Day 161 of titration.
Current dose: 1.332mg
Welcome to my first personal blog entry (PBE). I’ll be making these from time to time to summarize how things have been going, what I’ve been doing, and anything that may eating away at me.
Where to start? When 2018 hit, I said to myself I had nothing to lose in creating this blog and sharing my journey. It’s very difficult to find people willing to be open about their recovery experiences, and if they are, the sole focus is on the negative or just the recovery. I personally wish to expand looking at the whole picture: sharing what I’ve learned though this whole ordeal and lifestyle change. That, and people coming off of psychiatric medications of any kind aren’t pushed to the front: all we see here in Nova Scotia is opiods, alcohol, and gambling addiction.

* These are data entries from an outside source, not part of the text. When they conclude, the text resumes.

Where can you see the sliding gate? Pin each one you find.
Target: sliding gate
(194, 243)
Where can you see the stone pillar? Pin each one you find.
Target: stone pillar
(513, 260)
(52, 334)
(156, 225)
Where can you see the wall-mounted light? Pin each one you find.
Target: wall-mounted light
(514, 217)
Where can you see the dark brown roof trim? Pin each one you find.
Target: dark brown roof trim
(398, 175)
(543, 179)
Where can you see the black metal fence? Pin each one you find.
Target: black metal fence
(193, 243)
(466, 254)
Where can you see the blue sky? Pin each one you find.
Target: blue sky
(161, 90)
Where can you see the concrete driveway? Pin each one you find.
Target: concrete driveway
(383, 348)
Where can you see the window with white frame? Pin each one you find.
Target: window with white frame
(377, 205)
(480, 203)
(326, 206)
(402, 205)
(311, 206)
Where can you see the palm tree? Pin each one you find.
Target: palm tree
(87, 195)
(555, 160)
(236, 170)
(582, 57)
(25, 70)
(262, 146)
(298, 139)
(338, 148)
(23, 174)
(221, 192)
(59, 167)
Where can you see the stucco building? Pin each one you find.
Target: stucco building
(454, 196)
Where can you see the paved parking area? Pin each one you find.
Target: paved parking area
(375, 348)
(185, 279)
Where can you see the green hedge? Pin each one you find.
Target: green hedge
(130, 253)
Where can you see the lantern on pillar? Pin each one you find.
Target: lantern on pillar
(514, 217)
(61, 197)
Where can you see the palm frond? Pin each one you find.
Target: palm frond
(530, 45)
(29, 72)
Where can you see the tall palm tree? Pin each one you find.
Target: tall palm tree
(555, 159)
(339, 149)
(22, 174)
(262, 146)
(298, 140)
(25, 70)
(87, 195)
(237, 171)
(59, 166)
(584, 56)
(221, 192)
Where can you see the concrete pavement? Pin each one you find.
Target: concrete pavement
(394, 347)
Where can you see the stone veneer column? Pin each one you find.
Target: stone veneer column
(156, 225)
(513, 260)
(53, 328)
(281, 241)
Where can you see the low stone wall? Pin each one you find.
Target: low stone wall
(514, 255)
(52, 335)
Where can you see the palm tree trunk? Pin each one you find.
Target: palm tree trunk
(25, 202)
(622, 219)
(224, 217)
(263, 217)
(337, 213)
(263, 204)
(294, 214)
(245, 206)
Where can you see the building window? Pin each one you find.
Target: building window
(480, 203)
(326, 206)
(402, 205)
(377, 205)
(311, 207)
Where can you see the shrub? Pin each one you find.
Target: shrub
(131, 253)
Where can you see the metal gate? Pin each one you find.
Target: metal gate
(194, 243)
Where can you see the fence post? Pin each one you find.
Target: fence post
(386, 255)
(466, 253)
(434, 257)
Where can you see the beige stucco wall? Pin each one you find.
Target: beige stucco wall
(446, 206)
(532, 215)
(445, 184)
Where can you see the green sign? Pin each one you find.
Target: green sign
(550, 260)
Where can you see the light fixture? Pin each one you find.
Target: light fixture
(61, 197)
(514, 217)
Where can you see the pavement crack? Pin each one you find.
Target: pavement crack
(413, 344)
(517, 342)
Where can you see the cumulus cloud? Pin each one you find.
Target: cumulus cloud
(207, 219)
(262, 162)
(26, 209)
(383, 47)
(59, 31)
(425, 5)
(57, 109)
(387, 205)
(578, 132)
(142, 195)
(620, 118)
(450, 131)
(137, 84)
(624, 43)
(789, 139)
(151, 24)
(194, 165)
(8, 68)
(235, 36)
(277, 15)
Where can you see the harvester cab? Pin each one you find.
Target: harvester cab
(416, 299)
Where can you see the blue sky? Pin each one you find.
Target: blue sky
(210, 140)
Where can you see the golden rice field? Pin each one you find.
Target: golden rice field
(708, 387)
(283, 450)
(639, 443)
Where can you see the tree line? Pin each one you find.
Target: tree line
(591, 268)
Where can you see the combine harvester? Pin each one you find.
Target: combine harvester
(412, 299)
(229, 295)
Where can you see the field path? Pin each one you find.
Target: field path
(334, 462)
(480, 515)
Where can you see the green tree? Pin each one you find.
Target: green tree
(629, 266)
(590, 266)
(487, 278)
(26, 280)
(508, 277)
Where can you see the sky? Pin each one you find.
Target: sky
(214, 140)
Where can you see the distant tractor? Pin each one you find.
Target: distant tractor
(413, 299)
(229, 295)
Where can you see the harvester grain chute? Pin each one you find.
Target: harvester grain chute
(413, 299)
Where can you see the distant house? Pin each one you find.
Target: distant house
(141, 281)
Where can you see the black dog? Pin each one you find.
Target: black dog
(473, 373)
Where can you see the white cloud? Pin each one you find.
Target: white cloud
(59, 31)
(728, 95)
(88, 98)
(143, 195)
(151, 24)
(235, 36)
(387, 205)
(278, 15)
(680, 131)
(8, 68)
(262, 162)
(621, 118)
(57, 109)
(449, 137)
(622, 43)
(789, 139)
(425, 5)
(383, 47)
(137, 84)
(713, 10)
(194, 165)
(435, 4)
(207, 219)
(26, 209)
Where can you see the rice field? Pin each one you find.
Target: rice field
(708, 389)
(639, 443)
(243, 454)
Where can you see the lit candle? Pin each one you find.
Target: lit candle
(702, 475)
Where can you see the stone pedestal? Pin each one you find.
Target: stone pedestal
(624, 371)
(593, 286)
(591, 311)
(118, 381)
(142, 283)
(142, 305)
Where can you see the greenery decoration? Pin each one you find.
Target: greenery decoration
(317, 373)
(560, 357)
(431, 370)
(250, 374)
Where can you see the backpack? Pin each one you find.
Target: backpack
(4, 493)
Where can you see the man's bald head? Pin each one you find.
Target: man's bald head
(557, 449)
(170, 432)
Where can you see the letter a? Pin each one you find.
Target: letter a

Sadly, I missed out on some really great blogs/vlogs where now, the people wish to move on. That’s understandable. I know that my own goals for this blog will be evolution. In time.
These first few days of the new year have be a refocus of my life direction. With time I’m hoping it will improve, but the blinders I have on prevent me from seeing a real future. I’m at the mercy of this clonazepam wean, and learning (like a newborn) how to cope with life. I know I’m stunted – well it feels as if I am stunted – so another goal I’ve set for myself is to try to avoid what the default behaviour is to do: compare. The Jones’ aren’t that perfect, they can’t be. If they are, what’s the true cost? Social media has made it much, much easier to project an image I need to stop believing is possible.
These past few weeks have been dedicated to getting my chronic pain and mental health treatment schedules back on track, and to find balance. I challenged myself to go out in what’s been -25°c to -30°c with the wind (-13°F to -22°F: apologies if the math is wrong). There’s a well-maintained park in Dartmouth called Shubie that has multiple trails covered by high trees. It was cold, but it was more bearable with the proper clothing, and the wind staying at the top. I can never figure out how to dress this time of year. Today, the weather is going to go back up to 10°c with rain.
The titration has been going steady, but I may hold after this week if these symptoms don’t level off. I’ve noticed I’ve been much more fidgety these past few days that cannot be appeased with exercise or cutting back on caffeine. I’d also like a break from running to the bathroom roughly every two hours. I didn’t realize my bowels could hold so much… Ah… Well you get it. I did have gastro issues before staring this process, and boy it’s been terrible.
I started a new method for my chronic pain called cupping, and so far it’s improve mobility, but really slammed me with a bust (so much pain that you have no choice but to rest – even small movements are excruciating). I know I pushed my body too much when I couldn’t lift my arm up past my shoulder to close the trunk of my vehicle. I lost the end of a day and night to heat, rest, and eventually caving and having to take Tylenol. It doesn’t scare me from trying again, and I’ll report back on its own post.
Well, that’s my first personal blog entry, and my first week of posting. I have to say I feel – for the first time in a while – a bit of accomplishment. I hope to keep the three posts a week momentum going, and thanks for coming along with me on my journey.